Conservatorio Pedrollo
Il grande plus di questo giardino è la musica che si spande nell’aria. Un pianoforte, un sax, qualcuno che canta.
La cosa bella è non sapere esattamente da dove provenga, non vedere chi muove le dita sullo strumento o chi intona. Si vaporizza come per magia, è reale e presente eppure evanescente, fantastica.
Il giardino del Conservatorio – più o meno come tutti i grandi spazi verdi della città, raccolti all’interno di un edificio – ha una storia di fede e preghiere alle spalle. Nasceva infatti come cortile di un convento. Il monastero venne edificato nel 1264, ma di quell’immobile resta poco o niente: il fabbricato che oggi ospita le vibranti prove di aspiranti orchestrali e primi violini è stato realizzato alla fine del Quattrocento, insieme alla chiesa tardo-gotica dedicata a San Domenico. Un ulteriore intervento coinvolse il chiostro – all’epoca spazio riservato alle monache di clausura – alla fine del Cinquecento.

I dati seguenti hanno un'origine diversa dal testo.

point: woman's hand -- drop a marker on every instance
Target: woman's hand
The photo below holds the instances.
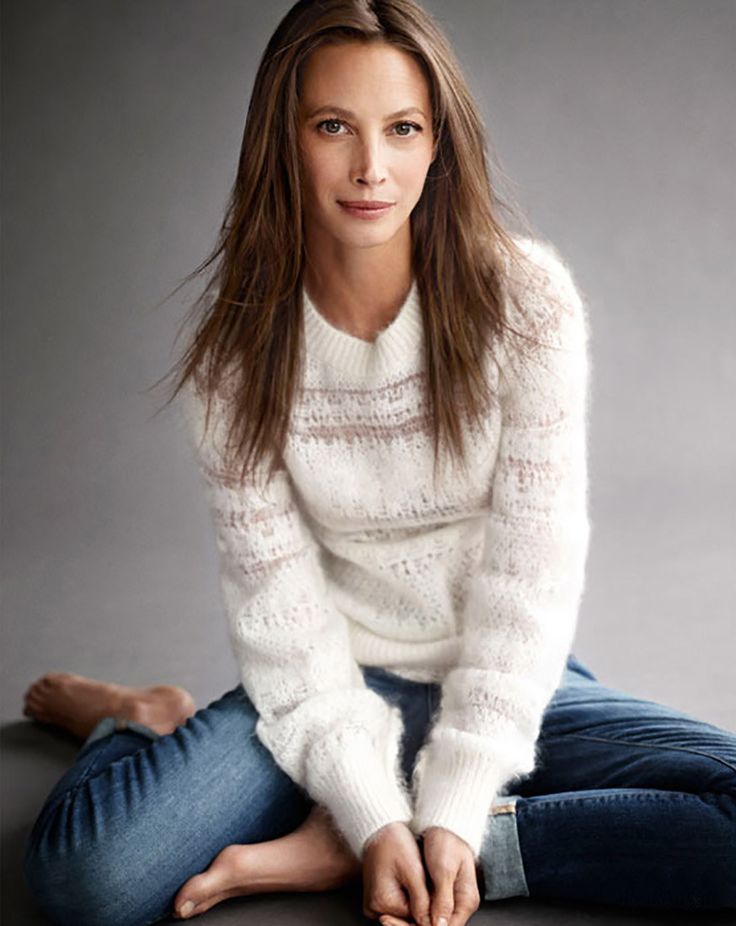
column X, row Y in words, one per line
column 451, row 867
column 393, row 869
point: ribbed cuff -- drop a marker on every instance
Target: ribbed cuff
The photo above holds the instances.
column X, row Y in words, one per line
column 361, row 785
column 455, row 790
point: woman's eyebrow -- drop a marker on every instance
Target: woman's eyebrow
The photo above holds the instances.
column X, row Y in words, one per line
column 347, row 114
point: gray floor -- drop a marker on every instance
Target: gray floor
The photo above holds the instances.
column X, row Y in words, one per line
column 614, row 122
column 655, row 620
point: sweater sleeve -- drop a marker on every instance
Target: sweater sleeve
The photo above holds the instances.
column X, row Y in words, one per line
column 520, row 614
column 331, row 734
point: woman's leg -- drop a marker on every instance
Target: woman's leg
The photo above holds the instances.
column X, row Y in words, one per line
column 139, row 813
column 631, row 803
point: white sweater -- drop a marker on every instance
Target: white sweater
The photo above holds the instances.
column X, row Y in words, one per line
column 352, row 558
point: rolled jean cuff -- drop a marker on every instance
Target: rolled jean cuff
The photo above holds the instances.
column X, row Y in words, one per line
column 500, row 855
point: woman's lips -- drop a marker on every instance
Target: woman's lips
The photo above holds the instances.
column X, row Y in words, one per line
column 366, row 210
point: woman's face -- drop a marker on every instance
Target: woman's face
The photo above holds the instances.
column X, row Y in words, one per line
column 365, row 133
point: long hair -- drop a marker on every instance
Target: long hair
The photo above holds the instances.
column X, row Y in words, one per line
column 250, row 312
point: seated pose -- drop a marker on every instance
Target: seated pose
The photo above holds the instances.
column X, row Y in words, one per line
column 387, row 396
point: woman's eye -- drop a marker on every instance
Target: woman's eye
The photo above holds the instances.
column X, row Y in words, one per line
column 338, row 122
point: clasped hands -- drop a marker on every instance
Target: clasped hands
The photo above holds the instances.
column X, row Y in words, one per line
column 395, row 889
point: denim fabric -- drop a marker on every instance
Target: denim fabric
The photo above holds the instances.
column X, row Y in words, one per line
column 630, row 803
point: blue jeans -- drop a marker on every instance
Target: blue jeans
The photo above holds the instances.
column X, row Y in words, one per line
column 631, row 803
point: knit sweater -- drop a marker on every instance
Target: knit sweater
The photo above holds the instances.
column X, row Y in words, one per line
column 354, row 557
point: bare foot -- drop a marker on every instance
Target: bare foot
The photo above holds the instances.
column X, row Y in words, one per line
column 312, row 858
column 77, row 703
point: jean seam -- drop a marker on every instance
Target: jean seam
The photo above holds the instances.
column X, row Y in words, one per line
column 643, row 745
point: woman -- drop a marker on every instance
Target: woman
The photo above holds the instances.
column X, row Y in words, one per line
column 387, row 394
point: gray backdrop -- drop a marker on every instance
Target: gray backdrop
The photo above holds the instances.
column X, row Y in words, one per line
column 122, row 123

La trasformazione in spazio pubblico avvenne nell’Ottocento: il complesso passò al Comune che collocò qui sia l’orfanotrofio maschile che il Patronato Fanciulli, ovvero l’istituto che si impegnava per accogliere, durante il giorno, i ragazzi poveri che altrimenti avrebbero vagabondato per le strade. La missione della struttura divenne quella di ospitare e crescere in un ambiente protetto chi non aveva una famiglia, e spronare allo studio e alla virtù gli adolescenti senza mezzi, per allontanarli dal vizio e dai pericoli. Questa attività si concluse nel 1977, con il subentro del Conservatorio, la cui storia ha tuttavia radici più antiche.
La scuola di musica venne fondata nel 1867 ed era inizialmente dedicata al compositore Francesco Canneti. Si trasformò formalmente in Conservatorio nel 1969, da principio come succursale dell’omologo veneziano, successivamente come istituzione autonoma, dedicata al compositore Arrigo Pedrollo.
Il giardino, dove gli studenti si incontrano per chiacchierare e mangiare qualcosa tra una lezione e l’altra, è disegnato geometricamente: al centro svetta una maestosa magnolia, nei quadranti tutto attorno crescono i tigli. I sentieri in ghiaia, bordati di lonicera ligustrina e roselline bianche di San Giovanni, dividono le diverse aiuole.
Passeggiando sotto il loggiato si incontrano vestigia dei tempi che furono e manufatti contemporanei: la statua di San Domenico, riconoscibile per il cane che spunta da dietro la tunica; la targa dei benefattori dell’orfanotrofio; la riproduzione della testa di San Luigi Orione, noto per l’impegno profuso nell’accoglienza dei bambini senza famiglia; l’elegante bacheca in legno che segnala i prossimi concerti e la più spartana bacheca riservata ai papiri scherzosi dei diplomati.